NewsRussian elites face unease as war strains economy and reforms loom

Russian elites face unease as war strains economy and reforms loom

The Russian elites and large businesses are experiencing growing unease due to the ongoing war in Ukraine and the sanctions impacting the country's economy. Although the Kremlin continues to paint an optimistic picture, experts point out real problems and upcoming tax changes.

President of Russia Vladimir Putin
President of Russia Vladimir Putin
Images source: © PAP | PAP/EPA/MIKHAIL METZEL/SPUTNIK/KREMLIN POOL

31 October 2024 12:18

The war in Ukraine, which has brought Russia a record number of sanctions and 600,000 casualties, instills fear among the Russian elites. Officials and businesspeople are weary of the conflict, but its conclusion also terrifies them.

It's unclear how we're supposed to proceed after the special military operation, says a source close to the president's administration.

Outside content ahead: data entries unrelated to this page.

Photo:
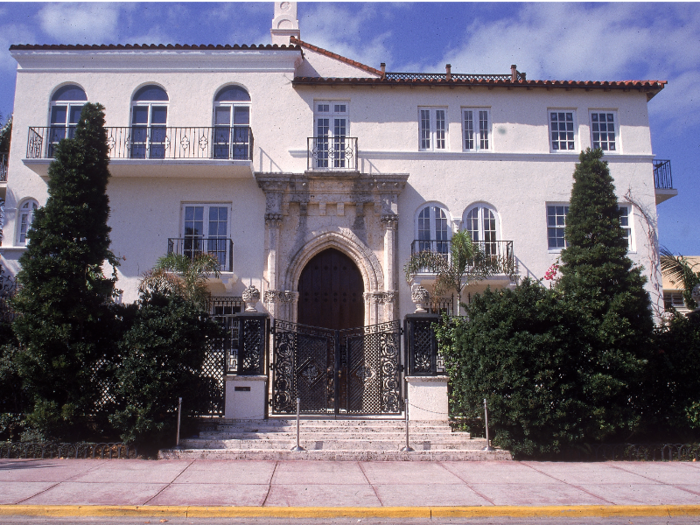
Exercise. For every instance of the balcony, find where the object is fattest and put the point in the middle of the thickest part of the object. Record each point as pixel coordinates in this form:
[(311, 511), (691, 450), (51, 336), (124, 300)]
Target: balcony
[(331, 153), (191, 247), (144, 150), (663, 182), (497, 254)]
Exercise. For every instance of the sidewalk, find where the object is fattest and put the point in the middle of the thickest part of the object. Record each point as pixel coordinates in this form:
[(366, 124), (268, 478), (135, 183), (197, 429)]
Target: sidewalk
[(201, 488)]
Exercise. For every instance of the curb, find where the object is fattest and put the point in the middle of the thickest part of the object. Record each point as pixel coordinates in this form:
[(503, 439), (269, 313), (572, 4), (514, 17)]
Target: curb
[(577, 511)]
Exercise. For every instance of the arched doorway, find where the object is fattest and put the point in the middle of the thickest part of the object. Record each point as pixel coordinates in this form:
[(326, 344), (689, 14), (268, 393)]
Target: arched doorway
[(331, 292)]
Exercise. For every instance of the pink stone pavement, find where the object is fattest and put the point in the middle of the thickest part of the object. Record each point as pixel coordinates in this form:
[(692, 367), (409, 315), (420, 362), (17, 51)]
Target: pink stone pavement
[(345, 483)]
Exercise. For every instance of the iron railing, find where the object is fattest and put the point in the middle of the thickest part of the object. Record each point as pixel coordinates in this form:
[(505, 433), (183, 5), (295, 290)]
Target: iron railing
[(3, 166), (219, 247), (662, 175), (500, 252), (155, 142), (331, 153)]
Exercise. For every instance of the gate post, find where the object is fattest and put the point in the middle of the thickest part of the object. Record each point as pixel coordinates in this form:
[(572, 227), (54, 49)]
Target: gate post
[(426, 379), (245, 367)]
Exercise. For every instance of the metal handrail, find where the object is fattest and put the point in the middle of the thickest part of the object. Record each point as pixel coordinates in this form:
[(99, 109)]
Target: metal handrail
[(331, 153), (662, 175), (219, 247), (155, 142)]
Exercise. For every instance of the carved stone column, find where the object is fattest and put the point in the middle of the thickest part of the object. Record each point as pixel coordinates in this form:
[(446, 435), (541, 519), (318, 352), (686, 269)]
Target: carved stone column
[(390, 221)]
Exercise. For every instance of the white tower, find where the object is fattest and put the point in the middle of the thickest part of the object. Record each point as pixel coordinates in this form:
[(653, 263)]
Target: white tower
[(285, 23)]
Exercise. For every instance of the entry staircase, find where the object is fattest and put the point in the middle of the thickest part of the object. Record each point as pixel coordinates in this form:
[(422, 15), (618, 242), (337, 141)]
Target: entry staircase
[(329, 439)]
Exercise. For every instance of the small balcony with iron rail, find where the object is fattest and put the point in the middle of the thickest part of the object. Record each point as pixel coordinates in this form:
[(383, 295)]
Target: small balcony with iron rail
[(158, 151), (328, 153), (497, 255), (663, 182)]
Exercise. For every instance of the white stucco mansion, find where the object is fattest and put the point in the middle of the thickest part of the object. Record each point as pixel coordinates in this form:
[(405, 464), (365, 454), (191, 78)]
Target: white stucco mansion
[(313, 177)]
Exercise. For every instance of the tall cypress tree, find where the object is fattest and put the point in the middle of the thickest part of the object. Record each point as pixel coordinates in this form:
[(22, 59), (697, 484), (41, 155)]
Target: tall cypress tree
[(65, 299), (599, 279)]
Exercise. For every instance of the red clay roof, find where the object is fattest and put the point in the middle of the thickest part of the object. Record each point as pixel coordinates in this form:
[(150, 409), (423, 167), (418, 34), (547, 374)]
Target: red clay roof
[(80, 47), (651, 86), (295, 40)]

Stagnation in Russian business

Uncertainty also affects Russian business, which has lost Western markets due to the sanctions. "Friendly" countries like China and Turkey partially adhere to the restrictions, making a return to normalcy difficult. - But now there’s nothing old left, nothing new emerging, and everything is starting to stagnate - adds a source speaking to Meduza.

Putin's large economic projects, promising a "sovereign" future, remain on paper. Factories are not producing aircraft, and shipyards are not launching tanker production due to a lack of technology. Import substitution programs are not yielding results.

Challenges for the economy

Research from the Russian Academy of Sciences shows that every second enterprise cannot find alternatives for imported equipment. The IMF forecasts that from 2025, Russia's GDP growth will fall to 1.3 per cent. The economy's reserves are "practically exhausted," says Central Bank chief Elvira Nabiullina.

The Kremlin plans tax reform to increase budget revenues. In 2025, taxes on profits and personal incomes will rise. The Ministry of Finance estimates that this will bring in CAD 50 billion next year. However, these funds may prove insufficient, the report notes.

Experts warn that the end of the war could be just as painful for the economy as the conflict itself. Defence spending accounts for six percent of GDP, and halting it raises questions about the future of factories and workers. - Continuous aggression is necessary to keep the economy moving, emphasizes researcher Elina Rybakova.